Finder Alias files on Mac, while useful, have bloated to 5 MiB on a typical Mac. Crazy. As far as I can tell, the bloat is due to huge icon images being embedded into every alias file. Ok, maybe that makes an alias file self-contained, but I don’t want hundreds or thousands of 5 MiB files all containing copies of the same icons. You would think that [at least for aliases to files without custom icons] the Finder would simply consult its own desktop icon database when required, instead of carrying the huge overhead of the icons in every alias file. If I move an alias file to a different Mac that does not have any files of the same kind, ok, just give me a generic document icon! Perhaps there’s some subtlety of Finder engineering that I’m missing. Anyway, I’m tired of the bloat.

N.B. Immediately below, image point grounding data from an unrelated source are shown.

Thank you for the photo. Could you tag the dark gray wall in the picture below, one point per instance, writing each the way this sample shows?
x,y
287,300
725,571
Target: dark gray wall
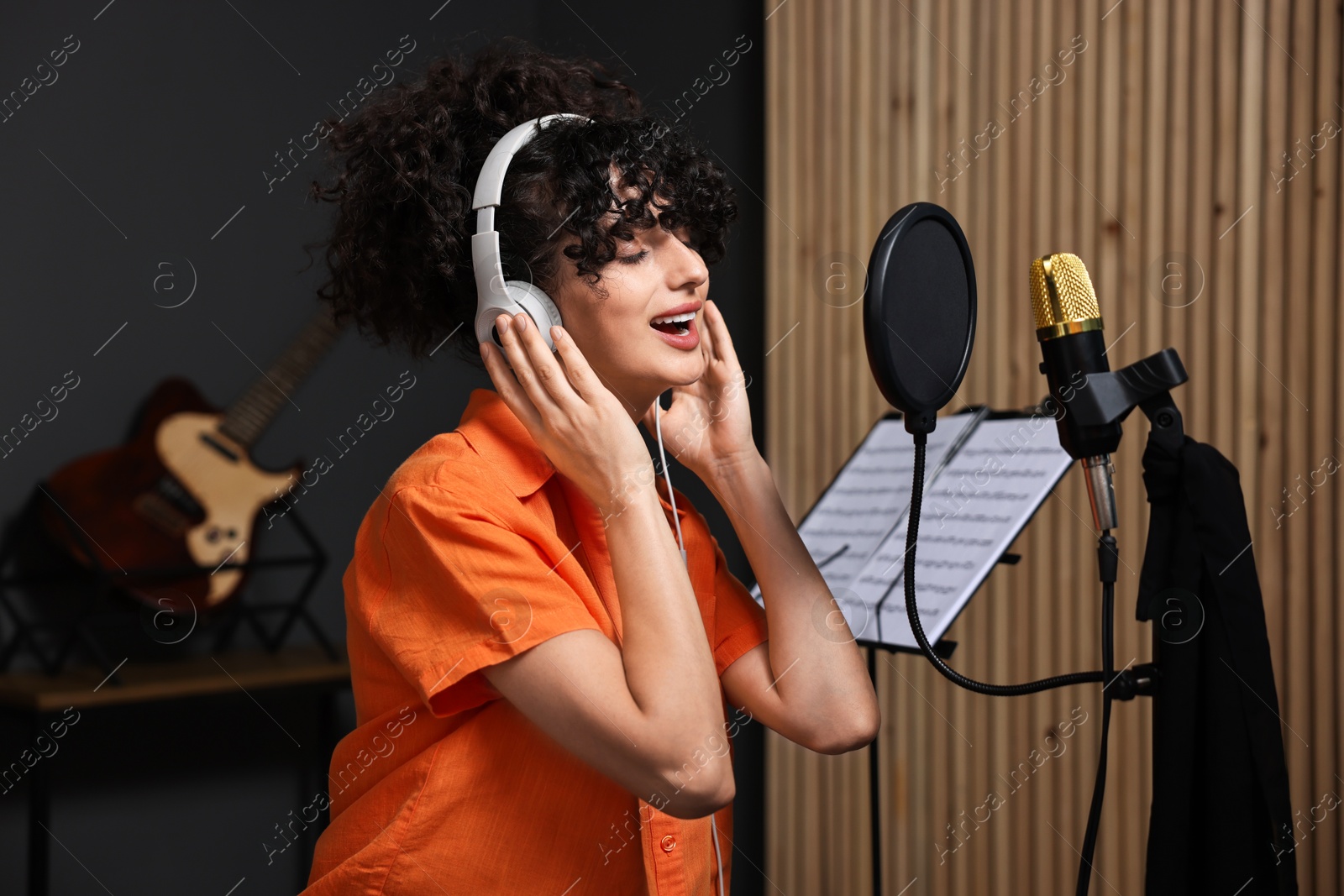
x,y
147,156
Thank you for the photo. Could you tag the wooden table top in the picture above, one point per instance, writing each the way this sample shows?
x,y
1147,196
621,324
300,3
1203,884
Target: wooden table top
x,y
144,681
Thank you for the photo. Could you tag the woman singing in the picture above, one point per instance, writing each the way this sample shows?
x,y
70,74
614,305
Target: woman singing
x,y
544,691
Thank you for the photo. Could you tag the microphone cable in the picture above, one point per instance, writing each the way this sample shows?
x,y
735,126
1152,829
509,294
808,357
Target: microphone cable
x,y
1106,559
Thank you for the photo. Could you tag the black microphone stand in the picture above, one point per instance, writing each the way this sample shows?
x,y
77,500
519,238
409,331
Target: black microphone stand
x,y
1108,398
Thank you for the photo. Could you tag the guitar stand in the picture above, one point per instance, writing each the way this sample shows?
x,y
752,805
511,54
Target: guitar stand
x,y
77,597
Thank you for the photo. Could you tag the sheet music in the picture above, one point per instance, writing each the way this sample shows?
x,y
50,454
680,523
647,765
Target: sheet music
x,y
869,496
969,516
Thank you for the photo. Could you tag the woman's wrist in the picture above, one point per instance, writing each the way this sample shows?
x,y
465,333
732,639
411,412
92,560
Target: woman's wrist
x,y
739,474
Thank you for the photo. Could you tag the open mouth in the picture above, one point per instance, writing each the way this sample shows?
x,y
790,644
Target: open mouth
x,y
674,324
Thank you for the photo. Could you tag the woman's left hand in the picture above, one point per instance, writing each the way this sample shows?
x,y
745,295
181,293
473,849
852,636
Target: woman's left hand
x,y
709,423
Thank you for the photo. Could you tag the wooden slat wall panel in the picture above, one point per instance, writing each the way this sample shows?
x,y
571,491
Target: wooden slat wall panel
x,y
1159,152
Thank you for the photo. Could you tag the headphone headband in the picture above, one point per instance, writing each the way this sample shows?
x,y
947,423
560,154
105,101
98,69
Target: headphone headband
x,y
494,293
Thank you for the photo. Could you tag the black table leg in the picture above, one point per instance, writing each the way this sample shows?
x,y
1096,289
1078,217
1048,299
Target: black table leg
x,y
39,817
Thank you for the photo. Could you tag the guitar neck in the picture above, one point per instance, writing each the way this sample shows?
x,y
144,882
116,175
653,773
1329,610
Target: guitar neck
x,y
248,418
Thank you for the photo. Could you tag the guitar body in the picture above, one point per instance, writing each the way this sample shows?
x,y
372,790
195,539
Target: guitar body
x,y
179,493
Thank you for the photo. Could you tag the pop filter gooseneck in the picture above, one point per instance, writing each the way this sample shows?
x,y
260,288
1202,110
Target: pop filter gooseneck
x,y
918,327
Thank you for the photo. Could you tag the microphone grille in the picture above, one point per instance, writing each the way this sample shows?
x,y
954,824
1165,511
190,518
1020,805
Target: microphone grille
x,y
1062,293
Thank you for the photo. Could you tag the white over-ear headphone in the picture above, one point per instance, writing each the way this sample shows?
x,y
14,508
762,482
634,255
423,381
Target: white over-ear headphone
x,y
495,295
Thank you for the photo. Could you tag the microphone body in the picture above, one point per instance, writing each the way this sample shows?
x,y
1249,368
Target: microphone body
x,y
1068,328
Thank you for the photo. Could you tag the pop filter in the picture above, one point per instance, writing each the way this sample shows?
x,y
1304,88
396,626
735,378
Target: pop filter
x,y
920,312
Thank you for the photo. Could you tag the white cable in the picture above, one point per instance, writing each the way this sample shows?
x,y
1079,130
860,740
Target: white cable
x,y
667,477
658,426
717,856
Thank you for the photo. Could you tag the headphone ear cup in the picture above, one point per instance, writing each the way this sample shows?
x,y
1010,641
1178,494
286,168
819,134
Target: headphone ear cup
x,y
538,307
524,296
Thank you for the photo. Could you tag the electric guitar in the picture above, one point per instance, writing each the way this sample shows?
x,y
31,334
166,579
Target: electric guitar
x,y
181,496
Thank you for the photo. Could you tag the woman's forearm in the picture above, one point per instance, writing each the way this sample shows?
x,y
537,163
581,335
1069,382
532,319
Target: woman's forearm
x,y
669,665
819,672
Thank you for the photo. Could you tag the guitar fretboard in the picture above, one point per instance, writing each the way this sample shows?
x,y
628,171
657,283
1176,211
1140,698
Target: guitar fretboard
x,y
249,417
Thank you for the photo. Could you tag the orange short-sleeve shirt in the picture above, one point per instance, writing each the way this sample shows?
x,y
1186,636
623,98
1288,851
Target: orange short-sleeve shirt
x,y
476,551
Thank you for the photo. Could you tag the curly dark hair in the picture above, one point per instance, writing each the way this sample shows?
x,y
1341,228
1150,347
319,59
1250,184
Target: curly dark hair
x,y
400,249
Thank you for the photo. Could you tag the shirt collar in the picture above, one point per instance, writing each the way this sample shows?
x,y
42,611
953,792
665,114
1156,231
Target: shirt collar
x,y
501,439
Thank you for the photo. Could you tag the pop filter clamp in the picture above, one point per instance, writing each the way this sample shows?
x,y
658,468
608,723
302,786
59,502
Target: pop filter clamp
x,y
918,327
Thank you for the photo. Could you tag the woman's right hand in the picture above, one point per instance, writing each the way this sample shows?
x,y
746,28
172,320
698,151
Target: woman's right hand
x,y
570,414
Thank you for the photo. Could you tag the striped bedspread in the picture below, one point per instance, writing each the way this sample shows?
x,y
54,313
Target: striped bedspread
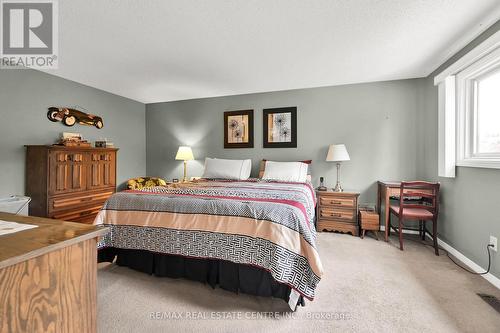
x,y
264,224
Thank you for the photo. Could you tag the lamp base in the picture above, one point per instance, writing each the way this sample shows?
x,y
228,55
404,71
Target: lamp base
x,y
338,188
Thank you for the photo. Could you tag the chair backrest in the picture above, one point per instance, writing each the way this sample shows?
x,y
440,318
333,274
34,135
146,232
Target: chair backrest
x,y
427,191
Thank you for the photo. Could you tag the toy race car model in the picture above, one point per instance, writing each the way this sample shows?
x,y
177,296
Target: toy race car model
x,y
69,117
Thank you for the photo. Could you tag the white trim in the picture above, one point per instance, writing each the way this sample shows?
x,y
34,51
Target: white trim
x,y
472,265
465,39
446,128
489,45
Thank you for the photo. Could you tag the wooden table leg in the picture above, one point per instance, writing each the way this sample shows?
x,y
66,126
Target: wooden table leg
x,y
379,202
386,215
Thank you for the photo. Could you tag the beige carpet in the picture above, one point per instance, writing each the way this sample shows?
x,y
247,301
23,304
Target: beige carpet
x,y
368,286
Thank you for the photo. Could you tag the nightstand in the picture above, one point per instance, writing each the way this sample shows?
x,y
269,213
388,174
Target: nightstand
x,y
337,211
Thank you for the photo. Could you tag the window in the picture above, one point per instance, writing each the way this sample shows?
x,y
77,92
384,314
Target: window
x,y
478,100
469,110
487,115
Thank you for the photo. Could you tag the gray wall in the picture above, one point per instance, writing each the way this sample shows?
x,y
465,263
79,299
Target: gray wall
x,y
24,97
376,121
469,210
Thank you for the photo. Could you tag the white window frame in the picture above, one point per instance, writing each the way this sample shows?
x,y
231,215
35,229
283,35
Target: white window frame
x,y
456,110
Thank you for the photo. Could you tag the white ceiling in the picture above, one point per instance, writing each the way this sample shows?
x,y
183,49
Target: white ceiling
x,y
155,51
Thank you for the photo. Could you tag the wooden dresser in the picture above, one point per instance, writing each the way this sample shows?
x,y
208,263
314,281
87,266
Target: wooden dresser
x,y
48,276
337,211
69,183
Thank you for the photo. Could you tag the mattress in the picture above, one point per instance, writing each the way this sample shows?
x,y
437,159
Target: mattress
x,y
269,225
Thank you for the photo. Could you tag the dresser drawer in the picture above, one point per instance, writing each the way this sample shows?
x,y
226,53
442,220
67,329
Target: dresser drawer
x,y
82,214
337,201
73,201
337,214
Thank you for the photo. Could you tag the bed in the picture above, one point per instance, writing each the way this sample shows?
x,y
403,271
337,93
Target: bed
x,y
252,236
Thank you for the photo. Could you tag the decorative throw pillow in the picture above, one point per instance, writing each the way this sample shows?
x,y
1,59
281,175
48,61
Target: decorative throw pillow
x,y
286,171
227,169
142,182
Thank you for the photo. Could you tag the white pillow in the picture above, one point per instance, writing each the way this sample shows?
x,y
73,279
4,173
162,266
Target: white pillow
x,y
227,169
286,171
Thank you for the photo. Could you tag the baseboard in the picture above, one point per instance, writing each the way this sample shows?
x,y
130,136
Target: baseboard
x,y
471,264
455,253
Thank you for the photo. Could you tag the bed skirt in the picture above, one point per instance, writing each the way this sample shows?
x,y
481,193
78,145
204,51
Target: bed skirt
x,y
225,274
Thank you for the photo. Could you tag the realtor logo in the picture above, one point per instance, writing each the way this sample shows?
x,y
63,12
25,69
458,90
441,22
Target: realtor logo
x,y
29,34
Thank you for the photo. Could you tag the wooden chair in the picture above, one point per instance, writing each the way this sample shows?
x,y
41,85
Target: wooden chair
x,y
417,201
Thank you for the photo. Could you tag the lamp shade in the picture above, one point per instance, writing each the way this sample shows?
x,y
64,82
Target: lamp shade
x,y
184,153
337,153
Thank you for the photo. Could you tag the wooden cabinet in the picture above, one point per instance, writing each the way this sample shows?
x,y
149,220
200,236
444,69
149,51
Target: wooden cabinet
x,y
48,277
337,211
69,183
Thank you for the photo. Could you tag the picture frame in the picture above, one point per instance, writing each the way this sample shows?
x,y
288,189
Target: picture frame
x,y
280,127
238,129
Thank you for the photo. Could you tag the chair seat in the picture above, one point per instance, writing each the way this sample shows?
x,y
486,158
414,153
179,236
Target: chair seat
x,y
416,213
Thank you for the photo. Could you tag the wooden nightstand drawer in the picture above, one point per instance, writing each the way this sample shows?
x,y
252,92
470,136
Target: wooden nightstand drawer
x,y
337,214
327,200
337,211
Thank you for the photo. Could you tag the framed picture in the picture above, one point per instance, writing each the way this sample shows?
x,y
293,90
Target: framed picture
x,y
238,129
280,127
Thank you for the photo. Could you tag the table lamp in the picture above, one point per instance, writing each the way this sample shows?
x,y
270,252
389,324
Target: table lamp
x,y
185,154
337,153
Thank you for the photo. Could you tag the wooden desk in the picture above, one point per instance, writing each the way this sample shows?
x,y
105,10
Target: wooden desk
x,y
387,189
48,276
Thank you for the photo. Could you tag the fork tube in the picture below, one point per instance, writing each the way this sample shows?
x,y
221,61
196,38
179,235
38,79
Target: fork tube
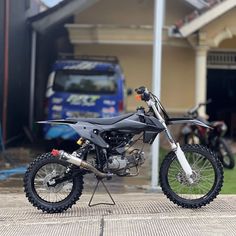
x,y
174,146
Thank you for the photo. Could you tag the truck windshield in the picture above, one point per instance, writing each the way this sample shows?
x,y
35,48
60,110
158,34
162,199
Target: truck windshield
x,y
85,82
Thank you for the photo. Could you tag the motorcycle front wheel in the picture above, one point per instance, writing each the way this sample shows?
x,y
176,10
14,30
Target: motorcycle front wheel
x,y
207,177
225,154
51,198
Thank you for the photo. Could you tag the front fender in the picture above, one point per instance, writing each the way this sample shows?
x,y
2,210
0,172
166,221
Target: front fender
x,y
173,121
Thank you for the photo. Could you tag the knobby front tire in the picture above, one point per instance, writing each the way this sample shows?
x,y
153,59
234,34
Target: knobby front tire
x,y
51,199
207,177
225,154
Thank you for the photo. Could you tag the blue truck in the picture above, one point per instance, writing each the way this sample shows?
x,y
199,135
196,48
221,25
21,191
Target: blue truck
x,y
86,86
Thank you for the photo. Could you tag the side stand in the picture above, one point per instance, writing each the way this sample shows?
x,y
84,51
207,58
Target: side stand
x,y
94,191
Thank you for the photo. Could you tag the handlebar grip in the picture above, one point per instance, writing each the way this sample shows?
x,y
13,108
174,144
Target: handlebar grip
x,y
140,90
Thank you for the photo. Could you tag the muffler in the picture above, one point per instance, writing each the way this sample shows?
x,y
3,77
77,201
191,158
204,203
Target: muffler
x,y
78,162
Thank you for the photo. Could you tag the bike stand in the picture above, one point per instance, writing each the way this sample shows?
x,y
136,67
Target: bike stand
x,y
101,203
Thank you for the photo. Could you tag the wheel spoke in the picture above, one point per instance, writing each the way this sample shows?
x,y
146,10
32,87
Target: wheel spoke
x,y
51,194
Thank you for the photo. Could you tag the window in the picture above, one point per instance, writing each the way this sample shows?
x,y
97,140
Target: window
x,y
85,83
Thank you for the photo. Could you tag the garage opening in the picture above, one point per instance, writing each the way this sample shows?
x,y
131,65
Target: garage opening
x,y
221,88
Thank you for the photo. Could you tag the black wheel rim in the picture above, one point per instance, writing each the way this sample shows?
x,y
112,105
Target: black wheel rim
x,y
204,177
47,193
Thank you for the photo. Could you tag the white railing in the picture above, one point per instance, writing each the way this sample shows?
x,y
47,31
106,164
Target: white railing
x,y
221,59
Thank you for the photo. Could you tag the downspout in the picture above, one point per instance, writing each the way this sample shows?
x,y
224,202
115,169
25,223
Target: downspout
x,y
6,69
159,12
32,78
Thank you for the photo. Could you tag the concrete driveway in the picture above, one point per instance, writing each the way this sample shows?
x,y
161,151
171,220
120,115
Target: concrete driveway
x,y
133,214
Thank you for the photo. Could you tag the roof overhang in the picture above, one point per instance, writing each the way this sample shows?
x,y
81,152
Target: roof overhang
x,y
207,17
199,4
58,14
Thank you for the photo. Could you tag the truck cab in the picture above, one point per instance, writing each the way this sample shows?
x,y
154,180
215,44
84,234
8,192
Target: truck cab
x,y
83,87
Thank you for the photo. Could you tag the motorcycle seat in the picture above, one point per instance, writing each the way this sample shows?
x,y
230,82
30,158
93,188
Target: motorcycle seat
x,y
101,121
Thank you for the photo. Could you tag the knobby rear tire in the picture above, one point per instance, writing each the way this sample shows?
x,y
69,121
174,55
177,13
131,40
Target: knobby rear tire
x,y
42,204
183,201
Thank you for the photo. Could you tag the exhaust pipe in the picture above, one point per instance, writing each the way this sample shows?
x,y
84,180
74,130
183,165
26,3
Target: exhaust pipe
x,y
78,162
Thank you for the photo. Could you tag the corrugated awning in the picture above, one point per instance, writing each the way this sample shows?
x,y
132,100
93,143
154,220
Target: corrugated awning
x,y
202,15
58,14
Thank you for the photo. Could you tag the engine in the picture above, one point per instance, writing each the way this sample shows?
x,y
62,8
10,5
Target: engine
x,y
121,164
117,139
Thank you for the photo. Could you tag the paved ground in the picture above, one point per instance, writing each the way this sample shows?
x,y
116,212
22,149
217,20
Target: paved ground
x,y
134,214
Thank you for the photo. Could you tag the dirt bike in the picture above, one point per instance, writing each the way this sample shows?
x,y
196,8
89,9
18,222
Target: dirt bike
x,y
212,138
190,176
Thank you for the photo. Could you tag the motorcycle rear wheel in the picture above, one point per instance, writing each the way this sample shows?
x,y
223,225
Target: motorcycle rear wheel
x,y
51,199
207,177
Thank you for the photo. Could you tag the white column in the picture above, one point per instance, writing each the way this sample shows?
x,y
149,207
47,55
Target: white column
x,y
32,78
201,73
156,80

Assuming that your files are stationary, instead of a Finder alias you can use a UNIX-ish facility called a symbolic link (symlink). In the process of whipping up an Applescript to make these, I discovered a decade-old Mac OS X Hints post entitled “A script to convert aliases to symlinks” that provides a shell script to do it: You pass one or more filenames of alias files as arguments; the script converts each alias file to a symlink. The Finder then subsequently treats symlinks as you would expect: A symlink behaves like an alias (and displays an icon badge like an alias).
I zipped-up the shell script: alias2ln.
Shell scripts are really only useful if you know how to obtain a command-line prompt, you know roughly what /bin/sh means, and you know how to set your path. Most Mac users don’t know these things. So, I packaged the shell script up into an Automator action: Alias to symlink.workflow. Unzip it. When you double-click, it will offer to install itself (into ~/Library/Services, as it turns out).
Once it’s installed, select one or more alias files, then choose Finder > Services > Alias to symlink. Watch the reference go from 5 MiB to a hundred bytes or so.
One thing you have to know: A Mac alias incorporates a mechanism to “follow” a file even if it is moved. A symlink has no such feature; when created, a symlink references a certain path fixed. (In fact, that path is precisely and exactly what the symlink file contains, along with one bit [in the inode, if you must know] that distinguishes it from an ordinary file.) If you move the original file, the symlink won’t function (unless you put some file or other into the original location).
On a closely related topic, Nick Zitzmann has created a Service, SymbolicLinker. Once you install this, select a file, then access the service through the Finder’s Services menu or through the Finder’s contextual menu. A symlink to the selected file[s] will be made and placed into the same folder. You can then move the [absolute] symlink anywhere you like. I have used the Keyboard preferences panel to make a keyboard shortcut key ⌘L for this service – that is, I have replaced the built-in “Make Alias” shortcut with a “Make Symlink” shortcut, so when I want to make a symlink, I just hit Command‑L.